We also have two Alexa boxes, one in the kitchen and one in my office. These are marvels. The speakers aren’t bad for the price and Alexa is good at providing on voice command any music ever written. This is very nice indeed, though I suspect that most of us are so used to such things as not to notice how nice they are. Violeta uses this greatly while cooking.

Alexa’s hearing is eerie. If Vi says, “Alexa, play Lohengrin” while  in the kitchen, often Alexa’s sister in my office will respond as well. The the kitchen and the office are in rooms separated by two plate-glass walls and a long hall with a right angle. This is astonishing acuity. Since Alexa in my office will sometimes get the music wrong, the two aren’t communicating electronically. Again, we find the convenience more appealing that the surveillance threatening. Besides, no one would bother listening to us, unless of course we were writing unflattering columns about that unevolved  truculence in the White House.
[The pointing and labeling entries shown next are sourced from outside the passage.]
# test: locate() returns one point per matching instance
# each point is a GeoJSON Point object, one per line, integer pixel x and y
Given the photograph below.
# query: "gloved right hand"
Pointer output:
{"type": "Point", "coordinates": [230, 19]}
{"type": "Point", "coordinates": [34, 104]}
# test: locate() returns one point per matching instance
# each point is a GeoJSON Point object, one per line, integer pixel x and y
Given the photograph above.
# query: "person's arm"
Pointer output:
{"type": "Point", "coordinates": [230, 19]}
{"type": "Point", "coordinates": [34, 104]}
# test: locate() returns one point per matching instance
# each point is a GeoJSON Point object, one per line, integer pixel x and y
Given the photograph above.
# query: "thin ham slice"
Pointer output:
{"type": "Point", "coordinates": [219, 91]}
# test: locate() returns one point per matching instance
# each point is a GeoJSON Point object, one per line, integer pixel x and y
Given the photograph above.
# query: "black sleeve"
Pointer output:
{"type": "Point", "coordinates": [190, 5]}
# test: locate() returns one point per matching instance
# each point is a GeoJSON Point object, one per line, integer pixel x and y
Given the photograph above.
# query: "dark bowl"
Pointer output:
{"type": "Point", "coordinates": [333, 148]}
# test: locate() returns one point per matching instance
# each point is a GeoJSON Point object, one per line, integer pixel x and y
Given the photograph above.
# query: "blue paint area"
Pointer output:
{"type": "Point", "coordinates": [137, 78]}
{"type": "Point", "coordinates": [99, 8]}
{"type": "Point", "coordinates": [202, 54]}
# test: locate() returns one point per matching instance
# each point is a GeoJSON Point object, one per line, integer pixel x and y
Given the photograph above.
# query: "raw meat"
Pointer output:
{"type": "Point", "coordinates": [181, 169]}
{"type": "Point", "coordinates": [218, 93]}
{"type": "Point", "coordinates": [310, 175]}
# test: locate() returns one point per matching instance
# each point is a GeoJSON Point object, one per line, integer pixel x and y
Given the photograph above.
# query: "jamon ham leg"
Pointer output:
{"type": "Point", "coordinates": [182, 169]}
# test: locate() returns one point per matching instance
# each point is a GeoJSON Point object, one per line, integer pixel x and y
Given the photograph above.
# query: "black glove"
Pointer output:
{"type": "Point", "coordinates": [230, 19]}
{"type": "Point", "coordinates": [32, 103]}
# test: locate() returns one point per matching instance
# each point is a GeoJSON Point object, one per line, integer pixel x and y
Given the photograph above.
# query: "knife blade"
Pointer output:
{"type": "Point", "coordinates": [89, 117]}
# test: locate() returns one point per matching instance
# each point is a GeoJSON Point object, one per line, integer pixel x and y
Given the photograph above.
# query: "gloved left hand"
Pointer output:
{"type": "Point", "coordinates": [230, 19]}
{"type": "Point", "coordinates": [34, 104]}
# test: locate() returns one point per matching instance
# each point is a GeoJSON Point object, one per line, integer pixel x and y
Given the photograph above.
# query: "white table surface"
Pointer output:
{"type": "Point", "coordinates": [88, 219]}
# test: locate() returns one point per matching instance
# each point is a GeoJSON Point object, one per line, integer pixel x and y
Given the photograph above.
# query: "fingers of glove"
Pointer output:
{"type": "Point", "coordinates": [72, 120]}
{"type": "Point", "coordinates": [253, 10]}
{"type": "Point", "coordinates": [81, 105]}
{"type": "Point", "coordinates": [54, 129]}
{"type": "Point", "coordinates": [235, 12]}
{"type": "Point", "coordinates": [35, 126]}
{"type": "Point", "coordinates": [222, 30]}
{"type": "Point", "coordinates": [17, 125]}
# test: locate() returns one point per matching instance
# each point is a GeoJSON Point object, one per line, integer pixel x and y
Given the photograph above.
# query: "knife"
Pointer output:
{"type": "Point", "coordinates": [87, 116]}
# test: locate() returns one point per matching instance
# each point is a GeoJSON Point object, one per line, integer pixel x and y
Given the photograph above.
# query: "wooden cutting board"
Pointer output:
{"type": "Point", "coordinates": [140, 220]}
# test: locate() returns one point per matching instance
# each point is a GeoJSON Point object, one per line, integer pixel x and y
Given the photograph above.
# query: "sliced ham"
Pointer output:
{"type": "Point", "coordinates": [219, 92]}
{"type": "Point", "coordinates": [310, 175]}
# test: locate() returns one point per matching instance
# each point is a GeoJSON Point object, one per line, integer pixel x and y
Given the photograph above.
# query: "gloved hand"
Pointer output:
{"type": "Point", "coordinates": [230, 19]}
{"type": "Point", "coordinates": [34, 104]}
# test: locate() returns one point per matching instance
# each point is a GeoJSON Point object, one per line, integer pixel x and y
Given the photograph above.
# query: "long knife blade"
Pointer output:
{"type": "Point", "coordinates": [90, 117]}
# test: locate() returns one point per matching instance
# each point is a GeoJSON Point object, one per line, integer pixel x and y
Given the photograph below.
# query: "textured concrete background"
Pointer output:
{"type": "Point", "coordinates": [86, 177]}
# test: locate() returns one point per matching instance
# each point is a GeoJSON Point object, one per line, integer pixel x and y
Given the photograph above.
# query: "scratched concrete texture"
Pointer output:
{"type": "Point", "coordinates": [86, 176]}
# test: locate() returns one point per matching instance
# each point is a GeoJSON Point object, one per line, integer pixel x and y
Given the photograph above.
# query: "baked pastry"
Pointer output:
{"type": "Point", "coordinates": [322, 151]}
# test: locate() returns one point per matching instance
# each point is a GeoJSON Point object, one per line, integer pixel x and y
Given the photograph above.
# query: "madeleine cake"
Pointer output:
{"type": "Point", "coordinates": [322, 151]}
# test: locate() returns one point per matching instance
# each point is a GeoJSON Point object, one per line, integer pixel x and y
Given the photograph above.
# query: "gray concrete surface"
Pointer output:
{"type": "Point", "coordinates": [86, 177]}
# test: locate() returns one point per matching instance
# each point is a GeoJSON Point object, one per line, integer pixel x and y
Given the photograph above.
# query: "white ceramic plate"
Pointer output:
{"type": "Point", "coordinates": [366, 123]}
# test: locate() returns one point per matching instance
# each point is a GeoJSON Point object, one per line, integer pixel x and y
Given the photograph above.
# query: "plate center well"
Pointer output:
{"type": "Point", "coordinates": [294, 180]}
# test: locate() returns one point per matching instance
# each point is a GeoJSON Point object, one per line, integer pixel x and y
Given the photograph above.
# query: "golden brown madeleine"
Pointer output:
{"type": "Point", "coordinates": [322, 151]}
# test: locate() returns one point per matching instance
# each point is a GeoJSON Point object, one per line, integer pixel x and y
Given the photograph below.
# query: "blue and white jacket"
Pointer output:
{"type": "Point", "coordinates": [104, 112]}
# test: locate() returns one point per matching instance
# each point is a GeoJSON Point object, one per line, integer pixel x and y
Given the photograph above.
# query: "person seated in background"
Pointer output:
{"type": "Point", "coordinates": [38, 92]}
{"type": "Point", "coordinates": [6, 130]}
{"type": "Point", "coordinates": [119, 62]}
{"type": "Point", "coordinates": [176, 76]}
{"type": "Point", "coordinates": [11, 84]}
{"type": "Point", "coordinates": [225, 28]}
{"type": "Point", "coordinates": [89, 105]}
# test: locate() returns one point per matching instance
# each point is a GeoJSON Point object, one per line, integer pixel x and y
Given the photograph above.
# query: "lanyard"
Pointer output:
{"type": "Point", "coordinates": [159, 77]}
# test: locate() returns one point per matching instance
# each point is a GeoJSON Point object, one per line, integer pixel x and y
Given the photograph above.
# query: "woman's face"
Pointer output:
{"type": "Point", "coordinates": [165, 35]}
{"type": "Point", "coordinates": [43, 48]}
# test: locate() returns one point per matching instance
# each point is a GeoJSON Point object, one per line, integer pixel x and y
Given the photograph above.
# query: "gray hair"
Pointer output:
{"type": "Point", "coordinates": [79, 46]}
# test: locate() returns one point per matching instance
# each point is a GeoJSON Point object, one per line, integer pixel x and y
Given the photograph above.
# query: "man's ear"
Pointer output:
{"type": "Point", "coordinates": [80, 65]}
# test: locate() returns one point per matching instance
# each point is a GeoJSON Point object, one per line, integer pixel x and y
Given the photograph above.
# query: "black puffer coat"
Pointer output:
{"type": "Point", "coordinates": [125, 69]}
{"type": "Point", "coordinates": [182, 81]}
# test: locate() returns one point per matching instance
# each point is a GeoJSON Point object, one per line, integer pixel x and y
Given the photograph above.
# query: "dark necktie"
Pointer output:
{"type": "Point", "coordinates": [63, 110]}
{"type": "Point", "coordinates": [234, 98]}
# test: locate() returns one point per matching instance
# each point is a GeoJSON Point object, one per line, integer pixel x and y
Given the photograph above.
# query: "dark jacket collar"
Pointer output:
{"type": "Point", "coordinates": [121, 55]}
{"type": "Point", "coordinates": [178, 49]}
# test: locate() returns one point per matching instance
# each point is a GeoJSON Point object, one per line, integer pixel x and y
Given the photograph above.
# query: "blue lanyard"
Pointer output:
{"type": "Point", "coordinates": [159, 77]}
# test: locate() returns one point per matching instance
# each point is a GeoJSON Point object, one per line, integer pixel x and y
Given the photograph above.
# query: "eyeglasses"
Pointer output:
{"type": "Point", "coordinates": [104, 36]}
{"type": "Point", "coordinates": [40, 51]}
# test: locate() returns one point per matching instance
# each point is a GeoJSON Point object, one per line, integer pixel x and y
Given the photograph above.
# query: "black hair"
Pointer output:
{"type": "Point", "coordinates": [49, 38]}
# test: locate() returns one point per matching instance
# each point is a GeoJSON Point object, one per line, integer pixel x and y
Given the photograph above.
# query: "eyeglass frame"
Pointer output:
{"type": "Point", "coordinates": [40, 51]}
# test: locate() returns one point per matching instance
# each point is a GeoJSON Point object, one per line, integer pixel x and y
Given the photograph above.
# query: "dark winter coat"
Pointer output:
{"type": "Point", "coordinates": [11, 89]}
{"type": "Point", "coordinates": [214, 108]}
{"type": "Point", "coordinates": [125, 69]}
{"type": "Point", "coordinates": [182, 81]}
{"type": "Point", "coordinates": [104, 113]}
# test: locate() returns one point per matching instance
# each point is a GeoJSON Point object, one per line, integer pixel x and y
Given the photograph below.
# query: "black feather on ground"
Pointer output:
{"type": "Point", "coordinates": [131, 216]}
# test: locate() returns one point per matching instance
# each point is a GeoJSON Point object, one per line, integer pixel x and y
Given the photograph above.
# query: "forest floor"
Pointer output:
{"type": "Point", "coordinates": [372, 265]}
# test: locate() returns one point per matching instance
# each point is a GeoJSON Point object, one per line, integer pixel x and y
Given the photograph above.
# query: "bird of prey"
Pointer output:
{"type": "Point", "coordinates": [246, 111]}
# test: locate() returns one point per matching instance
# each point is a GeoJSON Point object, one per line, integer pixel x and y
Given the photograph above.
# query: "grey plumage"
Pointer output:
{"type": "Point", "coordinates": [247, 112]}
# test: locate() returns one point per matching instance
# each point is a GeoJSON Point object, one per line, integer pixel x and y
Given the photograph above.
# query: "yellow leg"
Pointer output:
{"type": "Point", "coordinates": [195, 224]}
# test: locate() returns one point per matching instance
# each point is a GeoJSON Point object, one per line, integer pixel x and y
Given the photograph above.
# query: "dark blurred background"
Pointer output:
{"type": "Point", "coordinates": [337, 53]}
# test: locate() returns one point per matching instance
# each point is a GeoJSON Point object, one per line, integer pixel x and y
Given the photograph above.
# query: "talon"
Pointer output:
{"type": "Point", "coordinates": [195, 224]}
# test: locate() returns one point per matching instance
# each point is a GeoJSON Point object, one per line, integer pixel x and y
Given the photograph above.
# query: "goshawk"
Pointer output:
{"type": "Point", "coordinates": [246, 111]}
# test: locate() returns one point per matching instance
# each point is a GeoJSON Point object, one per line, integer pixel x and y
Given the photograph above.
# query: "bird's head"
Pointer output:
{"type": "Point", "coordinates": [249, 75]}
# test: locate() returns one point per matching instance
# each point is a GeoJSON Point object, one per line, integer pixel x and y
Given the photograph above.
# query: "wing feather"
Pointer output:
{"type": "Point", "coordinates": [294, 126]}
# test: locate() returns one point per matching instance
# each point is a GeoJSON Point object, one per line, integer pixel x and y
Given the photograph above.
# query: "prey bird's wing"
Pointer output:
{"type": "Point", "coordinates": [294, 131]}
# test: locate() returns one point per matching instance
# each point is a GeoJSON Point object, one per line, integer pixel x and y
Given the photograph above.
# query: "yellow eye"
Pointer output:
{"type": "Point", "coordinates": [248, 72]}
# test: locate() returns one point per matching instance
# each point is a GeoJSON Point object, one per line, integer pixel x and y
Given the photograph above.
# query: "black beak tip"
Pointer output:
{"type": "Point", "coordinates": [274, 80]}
I am writing this in my-office using text-to-speech software. Everyt time Alexa hears her name, she asks what I want.

I have just read that there is a video game called Call of Duty, which apparently millions of the young use to lower their IQs and avoid doing anything useful as they struggle with each other electronically. The parent company, Activision, is now incorporating AI software that listens to the martial shouts of remote and disembodied warriors to check for inappropriate language. This of course includes anything racial, uninclusive, offensive, triggering, sexist, and so on. This is said in today’s awkward English to have as purpose the improving of the gaming experience and the protection of women, though it probably means girls.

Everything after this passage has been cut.